I don't know if I have a point. I'm just 5 years in and kind of tired of departmental politics (and now with national politics). I love my work and have pretty good prospects, but I know I got lucky with the group I joined. I'd advise most students to make grad school their 2nd or 3rd option, if med/osteopath schools don't take them or they can't find an entry-level industry opening. Even a master's in something middling might be useful and much shorter.


How tf can you not live on 20k a year...

When your rent is 1K or more a month, that doesn't leave much room for anything else if you live in even a moderately expensive area.

As a grad student, I currently do. Losing two paychecks, though, would make my life really unbearable.

Why am I deferring the ability to save money for retirement?

I'm not taking lecture classes, but my research still requires tuition. I work in lab at least 6 days a week. I teach labs for 150 students a semester for my department, and stay up until midnight writing/reviewing papers or grading. I get two weeks of vacation year, which I take over Christmas, but never the whole period because I need to get work done before teaching starts up again.

Nobody would take out students loans to do this. Our take-home is typically enough to escape financial worry, but not much beyond it. If the bill passes, you'll see a lot of students drop out with masters, and schools will be left unable to offer science courses to most students.


They can, just not if they have to pay taxes on an extra $40k of income per year that they aren't actually receiving.

Previous discussions:

GOP tax bill would tax tuition waivers for grad students (chronicle.com)

https://news.ycombinator.com/item?id=15622544 (122 comments)

The GOP Tax Plan Will Destroy Graduate Education (forbes.com)

https://news.ycombinator.com/item?id=15646571 (97 comments)


This seemed so bizarre, I had to research it. Best I can tell, it originates on Page 97 of the proposed bill: https://waysandmeansforms.house.gov/uploadedfiles/bill_text.....

(2) Section 132(j)(8) is amended by striking "which are not excludable from gross income under section 127".

I looked up the mentioned sections:

Section 132: https://www.law.cornell.edu/uscode/text/26/132

Section 127: https://www.law.cornell.edu/uscode/text/26/127

This does seem to be true.

But to be fair to the intent, these sections of the tax code are aimed at educational benefits provided by corporations, and there is not a specific clause in the proposed bill that is targeting graduate education. It seems like an oversight that PhD students are affected by this, or possibly there's a deeper nuance in the tax code that makes this irrelevant to educational institutions. Hopefully all of the attention this has received will result in clarification and amendment before approval.

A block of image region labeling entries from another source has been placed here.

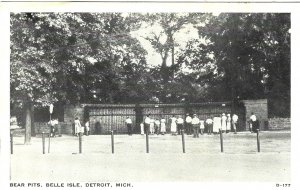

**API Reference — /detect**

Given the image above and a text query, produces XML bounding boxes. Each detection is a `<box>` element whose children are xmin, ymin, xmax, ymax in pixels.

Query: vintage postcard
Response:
<box><xmin>0</xmin><ymin>1</ymin><xmax>300</xmax><ymax>190</ymax></box>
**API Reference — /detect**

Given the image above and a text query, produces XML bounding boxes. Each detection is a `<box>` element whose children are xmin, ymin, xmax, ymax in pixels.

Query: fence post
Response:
<box><xmin>48</xmin><ymin>133</ymin><xmax>51</xmax><ymax>153</ymax></box>
<box><xmin>79</xmin><ymin>132</ymin><xmax>82</xmax><ymax>154</ymax></box>
<box><xmin>111</xmin><ymin>130</ymin><xmax>115</xmax><ymax>154</ymax></box>
<box><xmin>256</xmin><ymin>129</ymin><xmax>260</xmax><ymax>152</ymax></box>
<box><xmin>181</xmin><ymin>130</ymin><xmax>185</xmax><ymax>153</ymax></box>
<box><xmin>219</xmin><ymin>129</ymin><xmax>224</xmax><ymax>152</ymax></box>
<box><xmin>42</xmin><ymin>132</ymin><xmax>45</xmax><ymax>154</ymax></box>
<box><xmin>10</xmin><ymin>131</ymin><xmax>14</xmax><ymax>154</ymax></box>
<box><xmin>146</xmin><ymin>130</ymin><xmax>149</xmax><ymax>153</ymax></box>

On second look, I think I am incorrect. Altering Section 132(j)(8) doesn't yield a substantial change.

Before:

Amounts paid or expenses incurred by the employer for education or training provided to the employee which are not excludable from gross income under section 127 shall be excluded from gross income under this section if (and only if) such amounts or expenses are a working condition fringe.

After:

Amounts paid or expenses incurred by the employer for education or training provided to the employee shall be excluded from gross income under this section if (and only if) such amounts or expenses are a working condition fringe.

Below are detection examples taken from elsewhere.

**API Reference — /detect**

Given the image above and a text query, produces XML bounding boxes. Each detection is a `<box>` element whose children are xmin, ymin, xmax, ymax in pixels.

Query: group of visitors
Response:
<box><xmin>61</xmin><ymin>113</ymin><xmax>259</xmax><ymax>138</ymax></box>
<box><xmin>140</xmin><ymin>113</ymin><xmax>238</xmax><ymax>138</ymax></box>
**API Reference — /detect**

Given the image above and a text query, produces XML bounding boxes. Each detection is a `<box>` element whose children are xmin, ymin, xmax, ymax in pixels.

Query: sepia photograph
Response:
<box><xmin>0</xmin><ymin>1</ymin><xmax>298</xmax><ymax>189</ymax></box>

I'm not sure where this is in the tax bill.


What makes this the most retarded is that the plan is to tax something that doesn't exactly exist. It'd be like trying to apply sales tax in the MSRP, and not on the actual money changing hands. Which might be ok, except the MSRP is a myth, and is actually used as a price anchor more and more.

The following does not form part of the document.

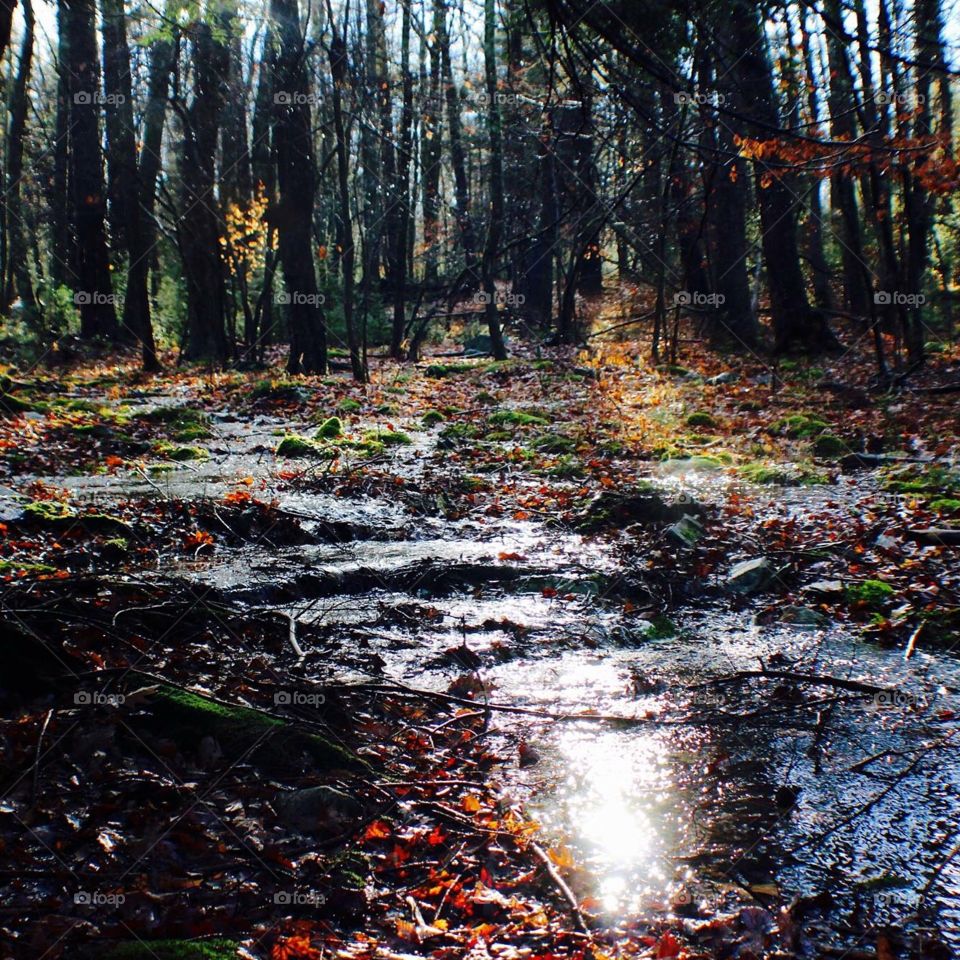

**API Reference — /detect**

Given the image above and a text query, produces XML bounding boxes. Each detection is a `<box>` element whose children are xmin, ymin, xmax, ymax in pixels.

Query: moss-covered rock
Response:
<box><xmin>812</xmin><ymin>433</ymin><xmax>850</xmax><ymax>460</ymax></box>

My suspicion is that this will cause universities to start charging different amounts for different degrees, or, when that may be illegal (state schools?), they'll lower tuitions across the board and find ways to tack on fees for students who wouldn't otherwise recieve waivers.

Either way it's a really bad precedent, it's bad enough that I can claim someone owes me money, then send the IRS a form saying I've forgiven said loan. Now you've got to convince the IRS that the loan never took place.